'Cold Pursuit': Liam Neeson blows snow, movie itself just blows

Chicago (tca/dpa) - A beat-by-beat remake of the 2014 Norwegian thriller "In Order of Disappearance," director Hans Petter Moland's "Cold Pursuit" puts Liam Neeson behind the wheel of a snowplow with vengeance on his mind.

Had the film been made back in the '60s, with less gore and fewer corpses, the theoretical theme song would've included that lyric: "Behind the wheel of a snowplow/With vengeance on his mind ..."
Enough facetiousness. "Cold Pursuit" has enough of its own facetiousness for a dozen jokey Tarantino-knockoff carnage festivals.
Shot in British Columbia, "Cold Pursuit" litters its bodies all around the fictional Colorado ski town of Kehoe, where taciturn Nels Coxman (Neeson) keeps the roads clear and earns the respect of his fellow townsfolk. Life is orderly and Nels' blandly supportive spouse (Laura Dern, barely given the time to talk) functions as a frontier wife, mutely in tune with her man's strong, silent persona.
Then, in the spirit of "Taken," someone robs our hero of a loved one. Nels' grown son (Micheal Richardson, Neeson's real-life offspring) turns up dead, the apparent victim of a heroin overdose.
The rest of the movie follows Nels as he dispatches round after round of low-level drug dealers, en route to nailing Mr Big, the tightly wound sociopath known as Viking. This control freak, who has serious custody issues with his ex-wife (Julia Jones), is played by Tom Bateman, having tons of fun overacting. Approximately 30 per cent of it is fun for the audience.
Screenwriter Frank Baldwin follows the Norwegian film's antic comic flourishes, capping each new killing with an on-screen headstone marker. The Colorado re-setting allows for a few topical references to legalized marijuana and the introduction of Native American thugs and cartel heads.
The movie delivers, in its chosen way. But it's a soulless way.

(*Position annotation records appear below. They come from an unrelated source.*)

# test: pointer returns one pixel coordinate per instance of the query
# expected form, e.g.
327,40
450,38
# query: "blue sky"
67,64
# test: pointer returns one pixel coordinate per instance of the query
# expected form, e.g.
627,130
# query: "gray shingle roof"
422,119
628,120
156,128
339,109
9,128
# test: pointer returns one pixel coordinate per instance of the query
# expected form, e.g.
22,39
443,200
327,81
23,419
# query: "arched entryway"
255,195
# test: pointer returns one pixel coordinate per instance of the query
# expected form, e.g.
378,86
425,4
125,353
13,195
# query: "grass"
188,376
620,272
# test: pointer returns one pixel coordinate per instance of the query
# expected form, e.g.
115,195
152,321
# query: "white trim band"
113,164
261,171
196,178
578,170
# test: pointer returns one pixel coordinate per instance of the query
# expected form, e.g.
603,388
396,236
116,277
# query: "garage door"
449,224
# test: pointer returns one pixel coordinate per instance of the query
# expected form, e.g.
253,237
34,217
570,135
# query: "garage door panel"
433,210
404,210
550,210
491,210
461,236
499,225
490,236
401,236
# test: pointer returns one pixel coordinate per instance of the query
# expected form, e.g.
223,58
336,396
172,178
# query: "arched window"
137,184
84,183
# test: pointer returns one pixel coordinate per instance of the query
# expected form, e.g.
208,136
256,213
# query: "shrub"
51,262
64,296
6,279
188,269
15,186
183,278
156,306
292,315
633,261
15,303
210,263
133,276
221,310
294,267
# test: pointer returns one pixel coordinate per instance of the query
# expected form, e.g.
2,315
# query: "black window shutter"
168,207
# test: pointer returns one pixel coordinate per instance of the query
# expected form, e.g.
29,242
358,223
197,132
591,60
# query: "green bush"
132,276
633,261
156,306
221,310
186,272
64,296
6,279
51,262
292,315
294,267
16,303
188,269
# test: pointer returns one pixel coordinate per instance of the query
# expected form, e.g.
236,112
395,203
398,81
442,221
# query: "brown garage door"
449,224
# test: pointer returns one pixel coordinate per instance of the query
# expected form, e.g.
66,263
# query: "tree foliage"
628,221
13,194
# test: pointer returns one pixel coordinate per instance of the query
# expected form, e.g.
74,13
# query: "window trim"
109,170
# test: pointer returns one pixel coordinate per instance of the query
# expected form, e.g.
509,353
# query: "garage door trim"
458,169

The violence may be for laughs, and many Neeson fans will likely respond to the larky brutality of "Cold Pursuit," which is very different from the star's previous mid-winter vehicles ("The Grey" is my favorite). But I don't get much psychic recreation from this sort of action movie. In the original, Stellan Skarsgard played the avenging snow angel, and with him, at least, you got the sense of a solid if vaguely unsettling citizen unraveling, by degrees, one killing at a time. With Neeson it's different: He's like the wedge at the front of his own plow, taking care of business efficiently, and not for a moment anything resembling human.